Kimler Arabulucu Olabilecek?

Dört yıllık lisans eğitimi almış ve otuz yaşını doldurmuş her Türk vatandaşı arabulucu olabilecektir.

Arabulucular Siciline Kayıt Şartları Nelerdir?
Arabuluculuk siciline kayıt, Arabuluculuk Eğitimi almış kişinin Adalet Bakanlığı Arabuluculuk Daire Başkanlığına yazılı olarak başvurması üzerine yapılabilecektir.

Arabuluculuk siciline kaydedilebilmek için;
1-) Türk vatandaşı olmak,
2-) Tam ehliyetli olmak,
3-) Taksirli suçlar dışında herhangi bir sabıkası bulunmamak,
4-) Arabuluculuk eğitimini tamamlamak ve Bakanlıkça yapılan yazılı ve uygulamalı sınavda başarılı olmak gereklidir. Arabulucu, sicile kayıt tarihinden itibaren faaliyetine başlayabilecektir.

Arabulucuların Sicili Nerede Tutulacak?

Özel hukuk uyuşmazlıklarında arabuluculuk yapma yetkisini kazanmış Arabulucuların Sicilleri Adalet Bakanlığı Arabuluculuk Daire Başkanlığı tarafından tutulacaktır. Bu sicilde yer alan kişilere ilişkin bilgiler, Daire Başkanlığı tarafından elektronik ortamda da duyurulacaktır.

Arabuluculuk Eğitiminin İçeriği ve Kapsamı Nedir?

Arabuluculuk Eğitimi; arabuluculuk faaliyetinin yürütülmesiyle ilgili temel bilgileri, iletişim teknikleri, müzakere ve uyuşmazlık çözüm yöntemleri ve davranış psikolojisi ve diğer teorik ve pratik bilgileri kapsayan en az yüz elli saat süreli bir eğitimdir. Arabulucu adayı eğer Hukuk Fakültesi mezunu değil ise ayrıca yüz saatlik temel hukuk eğitimi almakla arabulucu eğitimi almış sayılacaktır.

Arabuluculuk Eğitimi Nerelerden Alınabilecek?

Arabuluculuk eğitimi verebilecek olan kuruluşlar Adalet Bakanlığı Arabuluculuk Daire Başkanlığı’ndan izin alarak bu eğitimi vermeye başlayabileceklerdir. Bakanlıktan izin alan eğitim kuruluşları yine Adalet Bakanlığı web sitesinde yayımlanacaktır.
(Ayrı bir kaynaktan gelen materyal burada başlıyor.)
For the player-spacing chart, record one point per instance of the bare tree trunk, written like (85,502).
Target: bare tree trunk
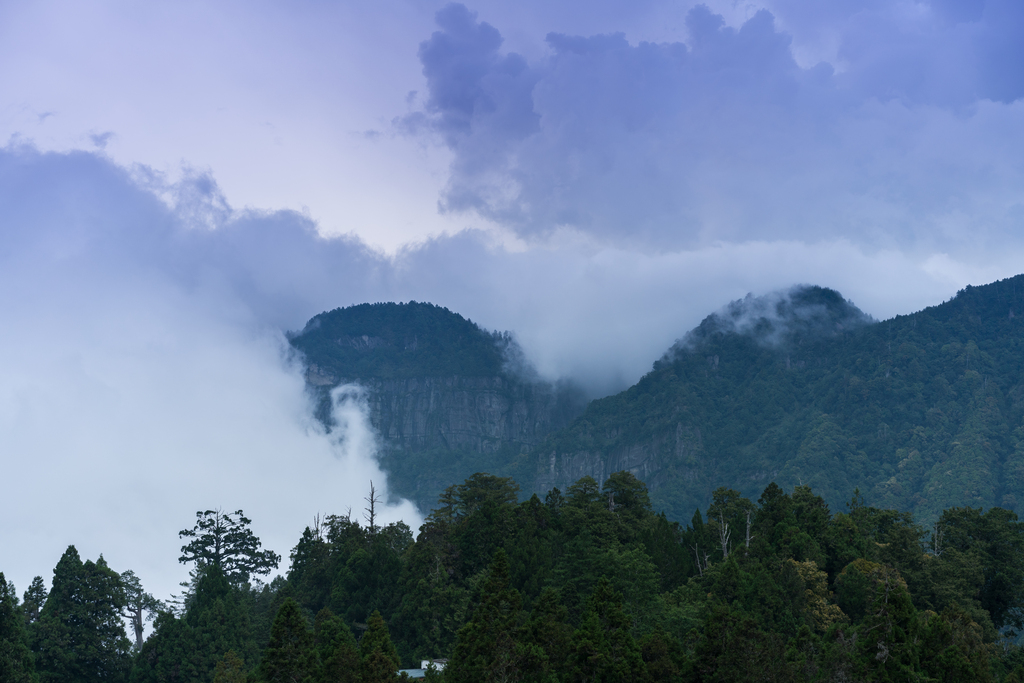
(371,513)
(749,537)
(723,536)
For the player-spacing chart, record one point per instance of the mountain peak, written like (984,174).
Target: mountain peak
(803,312)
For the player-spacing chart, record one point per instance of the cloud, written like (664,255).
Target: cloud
(907,139)
(145,375)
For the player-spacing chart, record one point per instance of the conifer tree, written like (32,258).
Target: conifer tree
(602,648)
(486,647)
(290,656)
(379,657)
(35,598)
(16,665)
(336,648)
(230,669)
(80,636)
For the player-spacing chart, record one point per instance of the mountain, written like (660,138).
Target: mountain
(448,397)
(919,413)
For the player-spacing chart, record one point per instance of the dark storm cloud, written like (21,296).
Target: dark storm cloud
(909,139)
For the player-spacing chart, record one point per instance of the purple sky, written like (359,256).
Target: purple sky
(180,182)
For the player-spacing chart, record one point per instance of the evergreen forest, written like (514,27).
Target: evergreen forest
(589,584)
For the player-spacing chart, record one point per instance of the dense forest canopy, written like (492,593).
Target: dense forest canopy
(585,585)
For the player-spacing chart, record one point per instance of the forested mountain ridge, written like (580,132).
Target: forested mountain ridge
(587,585)
(448,397)
(922,412)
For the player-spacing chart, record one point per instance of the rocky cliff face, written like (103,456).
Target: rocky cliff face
(446,397)
(476,415)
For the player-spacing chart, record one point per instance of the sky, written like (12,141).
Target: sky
(181,183)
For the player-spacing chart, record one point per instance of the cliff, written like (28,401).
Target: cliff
(446,397)
(921,413)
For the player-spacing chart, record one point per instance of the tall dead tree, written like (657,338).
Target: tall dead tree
(371,512)
(723,535)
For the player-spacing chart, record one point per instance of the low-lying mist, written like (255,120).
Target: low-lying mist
(144,372)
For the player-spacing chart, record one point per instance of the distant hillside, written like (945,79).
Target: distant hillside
(398,341)
(921,413)
(448,397)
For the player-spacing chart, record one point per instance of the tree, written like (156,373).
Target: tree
(137,604)
(224,541)
(16,664)
(289,656)
(80,636)
(230,669)
(380,658)
(486,648)
(602,648)
(339,655)
(35,598)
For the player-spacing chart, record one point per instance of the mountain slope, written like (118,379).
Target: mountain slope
(921,413)
(446,397)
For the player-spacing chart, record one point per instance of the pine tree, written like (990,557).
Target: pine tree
(486,648)
(602,648)
(80,636)
(16,664)
(379,657)
(230,669)
(35,598)
(223,540)
(338,653)
(289,656)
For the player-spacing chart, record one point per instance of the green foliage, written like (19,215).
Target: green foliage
(290,656)
(230,669)
(80,635)
(34,599)
(218,620)
(378,653)
(16,663)
(486,648)
(336,648)
(224,541)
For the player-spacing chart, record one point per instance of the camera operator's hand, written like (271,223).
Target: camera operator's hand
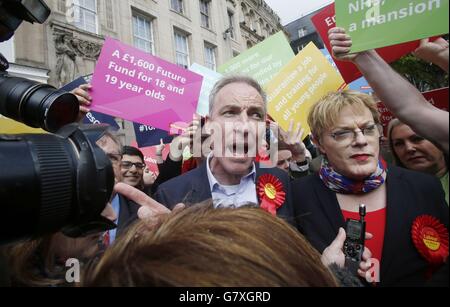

Arabuluculuk Eğitimini Tamamlayanlara Ne Tür Bir Belge Verilecek?

Arabuluculuk Eğitimi vermeye yetkili eğitim kuruluşları, eğitimlerini başarıyla tamamlayan kişilere arabuluculuk eğitimini tamamladıklarını belgeleyen “Arabuluculuk Yetki Belgesi” verecektir.

Arabulucuların Cezai Sorumlulukları Olacak mıdır?

Evet, arabulucu yükümlülüklerine aykırı hareket ederek bir kişinin hukuken korunan çıkarlarının zarar görmesine sebep olursa altı aydan iki yıla kadar hapis cezası ile cezalandırılabilecektir. Ancak bu suçların soruşturulması ve kovuşturulması şikâyete bağlı tutulmuştur.
 
evet özel kurs sahıplerının ekmeklerıne yağ surulmus olacak ve dershane sektorune yenı bır kurs eklenecek ..vatana mıllete hayırlı ugurlu olsun:))) bekliyoruz bakalım daha kım kımın ısıne burnunu sokabılecek...
 
iyi oluyor aslında bu şekilde. kendimize dokunmadan diğerlerinin derdini anlamıyoruz biz maalesef millet olarak.
üzücü bir durum tabiki ama bu şekilde meslek odaları sanırım yakında daha güçlü sesler çıkarabilir.